只是过节么,她不过,别人也要过,她还是在家里呆了一天。昨日下午牛如菊带着贵嫂来找马铃英,带了一篮子糖葫芦和剪纸。
马铃英已与金涛订亲,都订好了成亲的日子。金涛家中要布置新房,陈世否主动说妻子善于剪纸,新房中要贴的剪纸可都由她去剪。

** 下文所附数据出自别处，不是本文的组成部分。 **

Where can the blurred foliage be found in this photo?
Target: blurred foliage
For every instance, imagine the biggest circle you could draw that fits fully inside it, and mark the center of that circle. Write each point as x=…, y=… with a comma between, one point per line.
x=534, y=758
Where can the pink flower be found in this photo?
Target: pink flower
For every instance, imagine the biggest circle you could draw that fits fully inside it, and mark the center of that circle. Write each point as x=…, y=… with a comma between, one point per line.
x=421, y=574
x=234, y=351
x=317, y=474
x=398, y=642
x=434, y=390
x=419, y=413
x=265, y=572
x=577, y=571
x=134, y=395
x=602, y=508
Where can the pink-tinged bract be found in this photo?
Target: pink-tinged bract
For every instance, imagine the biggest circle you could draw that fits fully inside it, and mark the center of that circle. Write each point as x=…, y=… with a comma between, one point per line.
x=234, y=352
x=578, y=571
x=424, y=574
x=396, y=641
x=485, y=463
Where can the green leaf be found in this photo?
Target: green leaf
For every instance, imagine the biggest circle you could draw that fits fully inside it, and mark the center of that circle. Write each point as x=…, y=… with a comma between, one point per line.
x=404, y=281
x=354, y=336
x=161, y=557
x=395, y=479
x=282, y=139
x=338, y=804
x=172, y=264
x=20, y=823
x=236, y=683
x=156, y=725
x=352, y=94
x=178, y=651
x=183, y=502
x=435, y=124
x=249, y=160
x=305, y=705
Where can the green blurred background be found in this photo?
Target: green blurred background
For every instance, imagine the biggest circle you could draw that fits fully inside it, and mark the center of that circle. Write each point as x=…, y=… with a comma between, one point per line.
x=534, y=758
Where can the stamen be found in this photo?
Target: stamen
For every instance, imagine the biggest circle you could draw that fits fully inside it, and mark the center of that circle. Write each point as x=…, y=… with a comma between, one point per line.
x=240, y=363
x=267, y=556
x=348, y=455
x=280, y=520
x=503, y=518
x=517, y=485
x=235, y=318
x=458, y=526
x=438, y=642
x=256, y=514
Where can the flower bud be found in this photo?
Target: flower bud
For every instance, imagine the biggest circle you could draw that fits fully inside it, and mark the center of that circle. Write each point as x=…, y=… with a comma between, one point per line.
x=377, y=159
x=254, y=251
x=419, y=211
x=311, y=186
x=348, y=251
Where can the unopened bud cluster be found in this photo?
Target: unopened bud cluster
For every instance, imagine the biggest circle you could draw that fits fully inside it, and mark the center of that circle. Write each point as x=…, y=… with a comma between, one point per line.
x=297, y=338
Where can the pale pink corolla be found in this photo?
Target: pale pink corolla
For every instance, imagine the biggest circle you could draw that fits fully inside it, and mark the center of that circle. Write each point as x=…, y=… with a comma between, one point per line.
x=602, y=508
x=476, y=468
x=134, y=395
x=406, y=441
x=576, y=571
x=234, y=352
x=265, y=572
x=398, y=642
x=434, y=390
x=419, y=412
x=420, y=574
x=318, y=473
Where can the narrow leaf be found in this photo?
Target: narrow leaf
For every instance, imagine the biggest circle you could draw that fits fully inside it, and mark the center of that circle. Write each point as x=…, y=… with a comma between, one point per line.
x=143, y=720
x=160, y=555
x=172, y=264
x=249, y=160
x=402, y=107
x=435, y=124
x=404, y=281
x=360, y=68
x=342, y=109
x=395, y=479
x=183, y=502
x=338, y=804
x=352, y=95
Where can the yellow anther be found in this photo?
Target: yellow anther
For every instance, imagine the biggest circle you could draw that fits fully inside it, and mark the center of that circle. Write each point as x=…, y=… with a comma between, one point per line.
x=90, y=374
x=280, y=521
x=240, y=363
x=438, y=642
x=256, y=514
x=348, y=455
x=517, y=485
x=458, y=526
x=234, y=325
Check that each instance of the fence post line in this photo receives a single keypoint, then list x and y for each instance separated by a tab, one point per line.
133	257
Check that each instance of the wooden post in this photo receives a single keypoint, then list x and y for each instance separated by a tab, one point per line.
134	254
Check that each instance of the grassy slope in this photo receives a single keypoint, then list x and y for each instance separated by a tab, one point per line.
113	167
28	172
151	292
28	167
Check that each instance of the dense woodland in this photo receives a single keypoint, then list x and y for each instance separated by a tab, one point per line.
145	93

牛如菊在陈家有些无聊,陈世否体谅妻子。家中就多年病父与老母亲并一个老仆。母亲常年照顾父亲,凡事也是以父亲为先。牛如菊在国师府那也是娇生惯养的千金,三姐妹,大姐不用说,二姐住在家中,就她在这样的小户人家生活。
牛如菊脾气温顺,也并没有抱怨什么。陈世否希望妻子有些朋友有个来往,免得老呆在家中,闷出病来。同是令尹的金涛的即将过门的妻子马铃英那是首选之人。
牛如菊与马铃英两人兴趣爱好不同,但在一起还是有话说。马铃英借住在金家,金夫人又是牛如菊的媒人,她来金家两次,金夫人也是好相处之人,她也就喜欢来这里了。
“如菊,这糖葫芦不错啊,我都多少年没吃了。你这是从哪买的?”金夫人看着这红彤彤的糖葫芦就觉心情大好,颜色好看,真好看。
“在旧金水巷的‘阳阳糖葫芦’买的,那家说祖辈都是做糖葫芦的。论功夫没功夫,要家世没家世,也没做别的营生,可他家那宅子,我的神呀,很是阔气。”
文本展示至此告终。